Oft stehe ich nachts auf meinem Balkon und blicke hinaus in die Welt. Ich beobachte den Wald, der sich am Horizont erstreckt und genieße den kühlen Wind, der doch so anders erscheint als am Tag. In jenen Momenten möchte ich bleiben, im Hier und Jetzt.

Ich war nie ein Mensch, der sich nach Veränderung sehnte. All die in Reiseführern angepriesenen Sehenswürdigkeiten zogen mich nicht an. Welchen Unterschied haben sie schon zu gewöhnlichen Gebäuden, außer einem geschichtlichen Hintergrund und ein möglicherweise spektakuläres Aussehen? All das macht mein Leben nicht reicher, nicht lebenswerter.

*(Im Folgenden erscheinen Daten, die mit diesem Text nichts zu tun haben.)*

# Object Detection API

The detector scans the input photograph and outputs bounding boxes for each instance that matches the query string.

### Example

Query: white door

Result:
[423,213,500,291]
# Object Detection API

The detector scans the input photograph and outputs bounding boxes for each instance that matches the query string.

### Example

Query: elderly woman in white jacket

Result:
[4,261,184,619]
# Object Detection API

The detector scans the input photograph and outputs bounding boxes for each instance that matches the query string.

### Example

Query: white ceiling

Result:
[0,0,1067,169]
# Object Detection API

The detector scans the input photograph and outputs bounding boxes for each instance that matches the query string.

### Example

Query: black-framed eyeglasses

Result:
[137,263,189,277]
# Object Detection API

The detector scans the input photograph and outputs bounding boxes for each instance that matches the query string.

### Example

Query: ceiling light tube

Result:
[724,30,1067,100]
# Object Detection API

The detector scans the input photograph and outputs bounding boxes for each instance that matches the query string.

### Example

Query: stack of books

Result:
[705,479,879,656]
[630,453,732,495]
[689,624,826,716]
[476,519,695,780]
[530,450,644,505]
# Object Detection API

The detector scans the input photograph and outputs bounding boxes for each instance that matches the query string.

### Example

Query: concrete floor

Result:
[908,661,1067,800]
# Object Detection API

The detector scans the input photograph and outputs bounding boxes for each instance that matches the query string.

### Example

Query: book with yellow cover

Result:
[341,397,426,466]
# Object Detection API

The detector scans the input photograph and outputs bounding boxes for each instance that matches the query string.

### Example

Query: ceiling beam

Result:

Jeder Mensch hat seine individuellen Gründe, weshalb er dem Alltag entflieht. Die einen suchen nach Abenteuern, welche ihnen im alltäglichen Leben fehlen und die anderen wollen Entspannung - einfach in einem Hotel den Vollpensionsluxus genießen.

Es sei ihnen gegönnt.

Meine Antwort auf jene Frage ist eine andere, eine von der ich mir wünschte, mehr Menschen würden sie mit mir teilen.
Ich reise, um meine Sinne mit Neuem zu füttern, um Eindrücke zu sammeln, welche ich mit mir nach Hause tragen kann - kleine Erinnerungen, Geschichten und Bilder.
Wann immer ich möchte, schließe ich meine Augen und tauche ein in eine Welt, aus der ich schon lange heimgekehrt bin.
Jedes neue Ziel ist eine Reise. Entfernungen und Zeit spielen keine Rolle. Jeder neue Ort birgt Wunder, die es nur wahrzunehmen gilt.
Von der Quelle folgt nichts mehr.